A not-entirely-invalid criticism frequently levelled at Matrix is that it's fairly inefficient, due to a combination of using HTTP, using long polling (sometimes misidentified as normal polling), using JSON, and having a rather verbose schema. Seldom is the fact that it triggers CORS preflights if used in a browser (unless you stick auth tokens in the querystring) mentioned, but there's that, too.

This is more because nobody's done the work to shrink it than because of any inherent limits.

Without considering the federation protocol, or changes that require altering what protocol the client thinks it's speaking (ie, can be done in a pair of proxies, one forward and one reverse), there's quite a bit of scope for trimming. I'm also not considering filters here, though a client which wished to minimise bandwidth at the cost of functionality could request the server send it much less data.

Websockets

First up, use websocket. There's already a draft spec (original, revised) for doing this, so some of the thinking could at least be reused if not implementations.

According to Firefox, a typical turn of the polling loop is a 416 byte OPTIONS request, then around 650 bytes of actual (long) poll, figures which appear to include the compression given by HPACK for headers, and gzip for bodies. Whether it counts the HTTP/2 framing I don't know, but either way, using websocket would save the entirety of that OPTIONS request (which also saves a RTT), and also sending sync tokens back to the server once the connection is working.

CBOR

This actually saves approximately nothing on its own! The exception is if you're sending lots of binary data around, which admittedly you might be in Matrix-land, on account of the end to end encryption facility. If you are, then those blobs don't expand by 4/3 from the base64 encoding.

After that, you need to do tricks with replacing constant strings with integers and the like; fortunately CBOR is suited to doing that to JSON-oriented schemas: property keys can be numbers, and the "tag" mechanism1 allows labelling items whose literalness varies from the expected.
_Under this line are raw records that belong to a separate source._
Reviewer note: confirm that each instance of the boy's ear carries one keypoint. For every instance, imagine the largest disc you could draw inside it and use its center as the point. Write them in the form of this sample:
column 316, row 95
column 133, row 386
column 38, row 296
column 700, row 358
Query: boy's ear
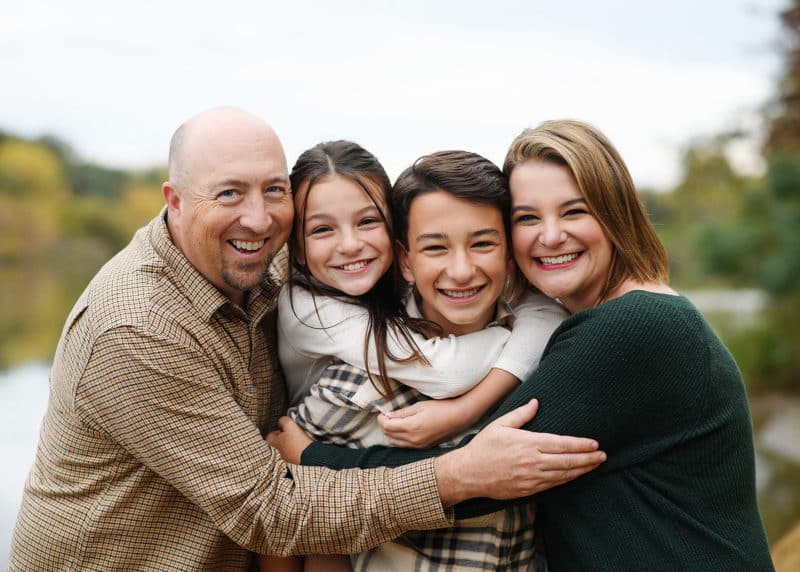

This needs more negotiation if static tables are used, but those tables will seldom change compared to how often connections are established.
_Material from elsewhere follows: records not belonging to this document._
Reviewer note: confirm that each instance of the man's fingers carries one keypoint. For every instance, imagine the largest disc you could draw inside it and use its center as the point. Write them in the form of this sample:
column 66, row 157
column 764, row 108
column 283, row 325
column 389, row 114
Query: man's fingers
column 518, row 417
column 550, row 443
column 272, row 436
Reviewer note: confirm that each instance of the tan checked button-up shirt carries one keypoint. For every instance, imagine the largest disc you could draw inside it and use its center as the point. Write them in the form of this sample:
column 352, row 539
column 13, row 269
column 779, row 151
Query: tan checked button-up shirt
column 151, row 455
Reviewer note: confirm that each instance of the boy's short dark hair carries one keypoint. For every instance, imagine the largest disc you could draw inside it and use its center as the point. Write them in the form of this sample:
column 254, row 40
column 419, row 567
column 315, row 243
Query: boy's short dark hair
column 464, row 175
Here's a simple static approach: The two sides negotiate a shared list of strings, then any integers seen as keys in a CBOR object are indices into that list, while any integer values tagged with a particular tag are likewise (a schema-aware design would be able to omit a lot of these tags).

Compression

HTTP and Websocket both have provision for gzipping payloads, and Websocket provision for maintaining the compression context across messages. However, EXI points out that sometimes gains can be had by separating out the structure and content of a document prior to compression. WBXML has a related trick of moving all string literals to the top of the document, and only having pointers inline.
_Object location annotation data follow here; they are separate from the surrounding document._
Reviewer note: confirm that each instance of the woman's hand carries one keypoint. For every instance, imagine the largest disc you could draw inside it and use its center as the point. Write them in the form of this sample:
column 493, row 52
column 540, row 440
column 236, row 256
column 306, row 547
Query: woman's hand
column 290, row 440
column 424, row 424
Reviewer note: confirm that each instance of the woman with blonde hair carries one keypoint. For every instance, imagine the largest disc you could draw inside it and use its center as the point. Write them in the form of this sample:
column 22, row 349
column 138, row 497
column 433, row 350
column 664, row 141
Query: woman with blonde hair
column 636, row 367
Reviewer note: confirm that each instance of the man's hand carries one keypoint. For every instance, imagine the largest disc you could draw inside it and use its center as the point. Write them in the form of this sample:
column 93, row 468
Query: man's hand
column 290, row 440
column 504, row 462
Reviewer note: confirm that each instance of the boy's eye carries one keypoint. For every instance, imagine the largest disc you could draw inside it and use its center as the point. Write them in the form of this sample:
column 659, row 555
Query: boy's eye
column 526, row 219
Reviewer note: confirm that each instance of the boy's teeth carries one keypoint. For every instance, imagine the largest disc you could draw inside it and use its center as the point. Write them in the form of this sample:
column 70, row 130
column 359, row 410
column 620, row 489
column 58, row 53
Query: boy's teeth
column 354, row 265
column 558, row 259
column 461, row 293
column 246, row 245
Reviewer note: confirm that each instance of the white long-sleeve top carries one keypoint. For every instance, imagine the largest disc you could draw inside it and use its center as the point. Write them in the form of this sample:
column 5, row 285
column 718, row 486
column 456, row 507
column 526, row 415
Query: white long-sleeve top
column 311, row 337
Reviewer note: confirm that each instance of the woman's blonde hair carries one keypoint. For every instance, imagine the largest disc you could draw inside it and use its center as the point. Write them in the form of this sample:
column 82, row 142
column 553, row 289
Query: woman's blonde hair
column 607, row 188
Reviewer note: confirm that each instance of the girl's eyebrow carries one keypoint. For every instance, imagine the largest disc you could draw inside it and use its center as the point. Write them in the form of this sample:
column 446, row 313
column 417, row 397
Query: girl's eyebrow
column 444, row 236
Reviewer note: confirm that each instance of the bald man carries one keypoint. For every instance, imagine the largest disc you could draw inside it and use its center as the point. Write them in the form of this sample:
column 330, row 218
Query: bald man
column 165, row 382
I don't know how effective this would be, but an avenue for research would be to try such tricks. To wit, arrange for the encoder to separate items such as strings and encrypted blobs out from the CBOR-encoded document. Left behind is a placeholder in the form of a tagged integer, specifying in which buffer the item got placed. Then the buffers, and the original document, can be compressed using separate contexts.

Here's an example. Suppose our document is:

{
"type": "m.room.message",
"sender": "@kythyria:berigora.net",
"content": {
"msgtype": "m.text",
"body": "Is htop's memory readouts in kilobytes?"
},
"event_id": "$156134019913rdlXW:berigora.net",
"origin_server_ts": 1561340199096,
"unsigned": {
"age": 620,
"transaction_id": "m1561340197706.0"
},
"room_id": "!CbWGSqXrUpGnRUglfe:matrix.org"
}

We might create two extra buffers, thusly:

Buffer 0:

{
"type": "m.room.message",
"sender": buffer(1),
"content": {
"msgtype": "m.text",
"body": buffer(2)
},
"event_id": buffer(1),
"origin_server_ts": 1561340199096,
"unsigned": {
"age": 620,
"transaction_id": "m1561340197706.0"
},
"room_id": buffer(1)
}

Buffer 1:

[
"@kythyria:berigora.net",
"$156134019913rdlXW:berigora.net",
"!CbWGSqXrUpGnRUglfe:matrix.org"
]

Buffer 2:

[
"Is htop's memory readouts in kilobytes?"
]

Buffer 0 can be further reduced by interning tricks, if we want to, or just assume gzip will do adequately in that regard. Or even use a more effective compressor, since we're no longer using the one built in to the websocket implementation. It would probably also be worth having a buffer for uncompressed binary blobs, since the biggest source of those is currently E2EE, which by definition makes random-looking and thus uncompressible data.

Whether it's worth moving ALL values out of buffer 0, leaving only arrays, objects, and keys, I'm not sure. It would need investigation on top of determining if this approach is worth it at all. On the one hand, more bytes. On the other hand, longer identical runs of bytes.


  1. Tags are wrapped around another value, modifying its meaning. On the wire, they're simply prefixes, while in pseudo-JSON they're written similarly to a function application: tag_93(10). The name used may be symbolic rather than referring to the actual integer.